Er war vor Urzeiten geboren worden, und er wurde zu jeder Zeit neu geboren, er
war ewig. Auch seine Leidenschaft war durch die Jahrhunderte gleich geblieben: die
Ungehorsamen zu jagen, und wenn diese Ungehorsamen an die Macht kamen, andere
Ungehorsame zu verfolgen. Ich aber fragte mich seinetwegen: Ist ein Mensch
ehrlich oder ehrlos, wenn er sich schlechter Mittel bedient, um gute Ziele zu
erreichen?
    Über all das dachte ich später nach,
in diesem Augenblick hatte ich nur Angst, sehr bestimmte und sehr unbestimmte.
Wenn Avdaga fand, wonach er suchte, und er würde es sicher finden, dann war
meine Haut so wohlfeil wie ein Schafspelz. Aber
über diese unmittelbare Gefahr hinaus war ich von unabsehbaren Drohungen
umgeben wie von Nebel und Finsternis. Als wären Hunderte von Schatten und Augenpaaren
um mich, die ich nicht ertragen und denen ich nicht entkommen konnte. Der Kreis
wurde immer enger, ihre Nähe immer belastender, ich drehte mich hilflos um mich
selbst und sah weder Ausweg noch Rettung. Und all diese zahllosen Augenpaare
und Schatten gehörten Avdaga, er hatte sich verhundertfacht, war zu einem Heer
von Gespenstern geworden. Und dieses Gefühl der Hilflosigkeit quälte mich mehr
als das, was ich wußte, worüber ich nachdenken konnte. Dieses Verhängnis war
nicht in Gedanken zu fassen, man schleppte es wie ein Gewicht, wie eine Krankheit.
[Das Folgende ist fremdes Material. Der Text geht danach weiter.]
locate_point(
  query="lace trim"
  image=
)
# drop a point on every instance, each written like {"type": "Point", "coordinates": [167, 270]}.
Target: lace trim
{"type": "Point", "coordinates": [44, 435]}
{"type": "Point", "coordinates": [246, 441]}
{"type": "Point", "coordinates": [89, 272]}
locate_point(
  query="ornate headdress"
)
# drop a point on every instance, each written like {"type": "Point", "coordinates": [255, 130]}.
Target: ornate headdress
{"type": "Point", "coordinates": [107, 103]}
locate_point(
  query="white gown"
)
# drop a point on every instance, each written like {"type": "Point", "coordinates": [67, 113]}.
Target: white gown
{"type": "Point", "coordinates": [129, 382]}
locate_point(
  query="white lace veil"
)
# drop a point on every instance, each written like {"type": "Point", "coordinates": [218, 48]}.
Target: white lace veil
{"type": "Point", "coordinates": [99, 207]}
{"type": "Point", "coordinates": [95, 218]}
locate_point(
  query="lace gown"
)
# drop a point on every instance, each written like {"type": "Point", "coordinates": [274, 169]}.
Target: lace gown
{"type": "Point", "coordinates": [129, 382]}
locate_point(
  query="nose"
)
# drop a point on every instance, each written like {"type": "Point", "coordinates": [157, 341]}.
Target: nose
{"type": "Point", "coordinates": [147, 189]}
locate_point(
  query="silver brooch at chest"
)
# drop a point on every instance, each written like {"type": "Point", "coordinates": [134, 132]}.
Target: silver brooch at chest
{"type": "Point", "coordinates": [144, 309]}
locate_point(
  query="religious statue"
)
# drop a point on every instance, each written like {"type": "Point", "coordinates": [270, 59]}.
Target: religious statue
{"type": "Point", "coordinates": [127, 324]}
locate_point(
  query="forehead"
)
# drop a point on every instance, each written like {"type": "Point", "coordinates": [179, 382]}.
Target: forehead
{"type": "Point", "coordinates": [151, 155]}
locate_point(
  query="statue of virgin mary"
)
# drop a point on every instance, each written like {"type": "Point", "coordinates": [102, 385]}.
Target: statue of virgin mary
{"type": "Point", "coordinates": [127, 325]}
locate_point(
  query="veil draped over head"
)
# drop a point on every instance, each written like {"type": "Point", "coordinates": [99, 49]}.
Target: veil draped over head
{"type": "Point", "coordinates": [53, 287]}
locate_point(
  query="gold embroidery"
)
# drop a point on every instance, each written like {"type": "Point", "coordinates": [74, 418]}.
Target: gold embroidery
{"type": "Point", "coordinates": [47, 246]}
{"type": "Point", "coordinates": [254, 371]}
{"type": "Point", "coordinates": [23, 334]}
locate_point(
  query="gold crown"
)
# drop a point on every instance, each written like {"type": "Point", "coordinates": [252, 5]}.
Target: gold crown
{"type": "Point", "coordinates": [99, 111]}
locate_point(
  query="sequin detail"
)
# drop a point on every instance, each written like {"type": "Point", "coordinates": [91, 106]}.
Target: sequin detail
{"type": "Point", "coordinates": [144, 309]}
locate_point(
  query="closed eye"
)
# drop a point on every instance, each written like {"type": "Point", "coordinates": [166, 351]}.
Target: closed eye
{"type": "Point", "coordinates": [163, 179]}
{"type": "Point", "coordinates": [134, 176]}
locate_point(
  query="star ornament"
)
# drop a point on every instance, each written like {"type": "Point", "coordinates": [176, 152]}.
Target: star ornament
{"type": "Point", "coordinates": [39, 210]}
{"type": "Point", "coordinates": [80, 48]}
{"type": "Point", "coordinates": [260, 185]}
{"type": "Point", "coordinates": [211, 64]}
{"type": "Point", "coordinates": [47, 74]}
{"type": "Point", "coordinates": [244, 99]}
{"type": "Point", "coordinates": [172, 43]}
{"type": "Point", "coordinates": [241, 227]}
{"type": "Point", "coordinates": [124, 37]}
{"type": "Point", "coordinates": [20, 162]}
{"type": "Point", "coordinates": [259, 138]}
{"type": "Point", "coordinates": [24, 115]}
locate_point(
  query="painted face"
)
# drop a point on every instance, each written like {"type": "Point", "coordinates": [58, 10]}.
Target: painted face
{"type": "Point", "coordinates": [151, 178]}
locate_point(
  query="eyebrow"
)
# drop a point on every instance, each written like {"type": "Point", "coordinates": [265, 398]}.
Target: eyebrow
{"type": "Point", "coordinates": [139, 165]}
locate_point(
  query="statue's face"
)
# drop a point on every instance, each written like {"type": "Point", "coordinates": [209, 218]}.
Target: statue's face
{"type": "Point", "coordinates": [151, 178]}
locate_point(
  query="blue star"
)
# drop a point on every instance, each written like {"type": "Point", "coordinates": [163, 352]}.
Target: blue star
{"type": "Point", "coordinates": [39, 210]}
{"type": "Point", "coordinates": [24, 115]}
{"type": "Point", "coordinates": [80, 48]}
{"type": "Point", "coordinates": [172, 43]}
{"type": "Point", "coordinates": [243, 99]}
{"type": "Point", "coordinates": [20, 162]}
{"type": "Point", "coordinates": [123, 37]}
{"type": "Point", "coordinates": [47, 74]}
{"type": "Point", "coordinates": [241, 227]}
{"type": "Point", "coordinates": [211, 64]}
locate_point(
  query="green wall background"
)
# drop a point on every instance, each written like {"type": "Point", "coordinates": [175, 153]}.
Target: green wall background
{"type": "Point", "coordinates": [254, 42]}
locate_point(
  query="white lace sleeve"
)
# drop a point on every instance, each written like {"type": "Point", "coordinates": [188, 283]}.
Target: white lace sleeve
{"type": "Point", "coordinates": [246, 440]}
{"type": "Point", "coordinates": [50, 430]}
    Dieses Gefühl der Panik kannte ich
aus dem Krieg, wenn ich im Dunkeln auf ebenem Feld oder in dichtem Wald keinen
einzigen Menschen sah, niemandes Stimme hörte und dennoch rings von Gefahr
umgeben war, deren Gestalt, deren Nähe, deren Absicht nicht erkennbar und die
deshalb noch schrecklicher war. Vor solchen undeutlichen Ahnungen versagte der
Verstand, er war machtlos wie das Auge in völliger Finsternis.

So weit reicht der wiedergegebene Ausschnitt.